- Recommendations fromCabinet and private sector to be incorporated
- Cabinet “in principle”approved TAP says PM
- TAP to provide assistance to local companies affected by liberalisation
By Uditha Jayasinghe
The Trade Adjustment Programme (TAP) by the International Trade and Development Strategies Ministry is likely to be presented to Cabinet this month, after recommendations and feedback from stakeholders, including Cabinet members, are incorporated into the final document.
A draft of the long-awaited Trade Adjustment Programme (TAP) was released late last month for stakeholder feedback. The document details how domestic enterprises would be supported through regulatory and policy reforms, as well as specific schemes of grant support, when local businesses are affected by increased liberalisation, including planned tariff removals by the Government.
The TAP document was also presented to Cabinet, but approving it was deferred as several Cabinet members had requested time to peruse the document and give feedback to Ministry officials. The responses from the Cabinet would be incorporated along with private sector and other stakeholder recommendations into the final draft, a top official said.
“The Ministry is in the process of creating the final draft that will include proposals from different associations and Cabinet,” International Trade and Development Strategies Ministry Secretary Chandani Wijewardana told Daily FT adding that it would be presented to Cabinet by Minister Malik Samarawickrama. Earlier this week, Prime Minister Ranil Wickremesinghe said that TAP had been approved “in principle” by Cabinet. Both the Prime Minister and Samarawickrama are participating at the Association of Southeast Asian Nations (ASEAN) summit in Vietnam this week.
Private sector stakeholders had recommended a clear demarcation of powers for the special unit that would oversee TAP to be set under the Finance Ministry and had requested more information on funding, timelines, and duration of the program, sources said.
TAP aims to provide comprehensive assistance for firms and workers and institutional mechanisms to ensure transparent, credible, and timely delivery of trade adjustment assistance.
It is focused on data-driven decisions, making use of analytical tools to assess vulnerable industry sectors, a skills retraining and labour market flexibility program alongside tariff liberalisation, mechanisms for industry sectors to reveal their productivity constraints and have them resolved, and clear communication to stakeholders of the why, what, and how of TAP, the document said.
The draft said a Trade and Productivity Commission (TPC) would be established to be the independent body that analyses TAP, which examines quantitative and qualitative evidence, investigates and responds to industry requests on tariff phase out, monitors the recommendations from the Industry Competitiveness Councils (ICCs) that are established to solve productivity constraints of affected sectors, and makes recommendations to the Ministry of Finance for action.

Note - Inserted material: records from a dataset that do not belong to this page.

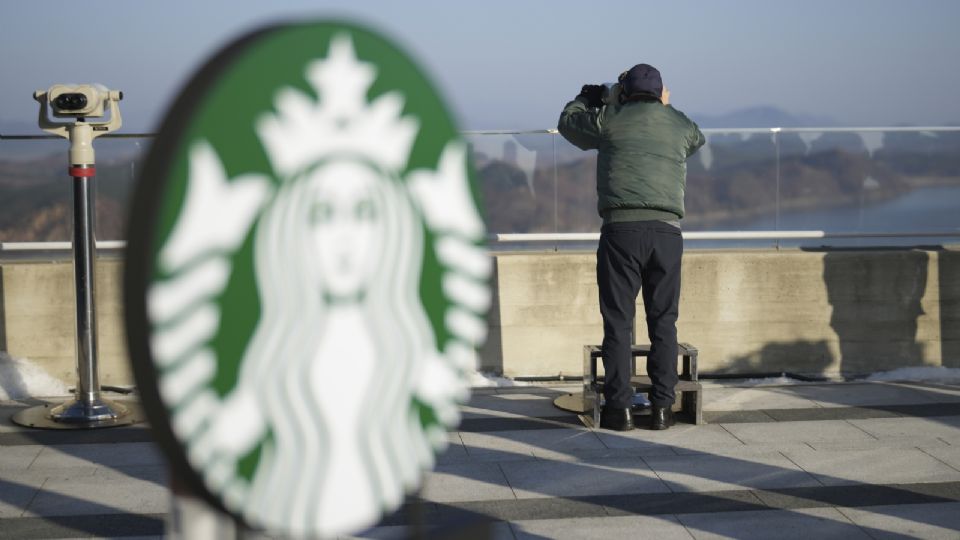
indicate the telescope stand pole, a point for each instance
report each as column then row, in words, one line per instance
column 88, row 409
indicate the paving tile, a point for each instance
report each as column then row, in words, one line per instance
column 508, row 445
column 680, row 436
column 831, row 413
column 608, row 453
column 566, row 479
column 940, row 393
column 157, row 474
column 886, row 442
column 779, row 524
column 752, row 398
column 527, row 405
column 715, row 473
column 739, row 417
column 16, row 492
column 810, row 431
column 745, row 450
column 602, row 528
column 947, row 454
column 466, row 482
column 455, row 451
column 106, row 454
column 519, row 509
column 928, row 521
column 660, row 504
column 18, row 457
column 877, row 466
column 947, row 427
column 847, row 395
column 91, row 495
column 497, row 531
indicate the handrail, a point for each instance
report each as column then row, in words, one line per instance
column 21, row 247
column 555, row 132
column 724, row 235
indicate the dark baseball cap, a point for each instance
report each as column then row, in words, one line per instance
column 642, row 79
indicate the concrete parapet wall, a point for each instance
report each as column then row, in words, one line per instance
column 38, row 321
column 815, row 312
column 748, row 311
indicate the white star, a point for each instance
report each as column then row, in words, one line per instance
column 342, row 80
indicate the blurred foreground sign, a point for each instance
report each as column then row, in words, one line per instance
column 305, row 280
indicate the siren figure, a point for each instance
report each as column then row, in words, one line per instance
column 331, row 389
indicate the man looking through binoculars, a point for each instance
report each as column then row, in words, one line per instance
column 642, row 143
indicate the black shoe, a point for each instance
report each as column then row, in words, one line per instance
column 661, row 417
column 616, row 419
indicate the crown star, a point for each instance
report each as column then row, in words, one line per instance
column 304, row 131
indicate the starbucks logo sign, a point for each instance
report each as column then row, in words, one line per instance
column 306, row 285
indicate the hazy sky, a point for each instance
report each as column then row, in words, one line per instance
column 513, row 64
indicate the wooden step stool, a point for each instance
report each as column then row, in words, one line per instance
column 690, row 390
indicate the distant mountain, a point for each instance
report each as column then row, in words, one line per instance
column 16, row 127
column 762, row 117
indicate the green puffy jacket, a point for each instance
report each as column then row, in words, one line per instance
column 643, row 148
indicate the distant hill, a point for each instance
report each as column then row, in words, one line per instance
column 761, row 117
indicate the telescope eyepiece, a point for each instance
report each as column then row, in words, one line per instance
column 70, row 101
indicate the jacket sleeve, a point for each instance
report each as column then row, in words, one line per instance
column 580, row 125
column 695, row 140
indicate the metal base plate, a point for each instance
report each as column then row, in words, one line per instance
column 572, row 403
column 59, row 416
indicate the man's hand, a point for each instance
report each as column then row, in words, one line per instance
column 593, row 93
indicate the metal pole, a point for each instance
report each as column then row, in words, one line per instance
column 88, row 409
column 84, row 272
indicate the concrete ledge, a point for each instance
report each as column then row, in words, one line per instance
column 823, row 312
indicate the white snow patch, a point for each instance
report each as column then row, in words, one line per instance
column 925, row 373
column 479, row 379
column 20, row 378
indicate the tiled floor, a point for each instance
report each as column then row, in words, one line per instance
column 832, row 460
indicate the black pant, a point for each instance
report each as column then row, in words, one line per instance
column 634, row 256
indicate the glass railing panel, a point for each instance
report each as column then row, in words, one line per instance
column 35, row 191
column 516, row 177
column 872, row 182
column 576, row 189
column 732, row 185
column 118, row 164
column 36, row 197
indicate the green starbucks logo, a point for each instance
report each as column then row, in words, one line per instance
column 307, row 284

The TPC will consist of independent Commissioners (possibly appointed by the Constitutional Council) and accountable to Parliament, supported by a Secretariat of qualified professionals who are competent in trade and industry economics (initially can be seconded from the Department of Commerce and Central Bank).
“A new unit at the Ministry of Finance will be the ultimate arbiter of TAP, and would be headed by the Secretary to the Treasury, who will take final decisions regarding TAP matters, following the recommendation of the TPC. For example, taking the final decision to slow the tariff phase out for a particular sector, following the investigation and recommendation by TPC,” the draft document said.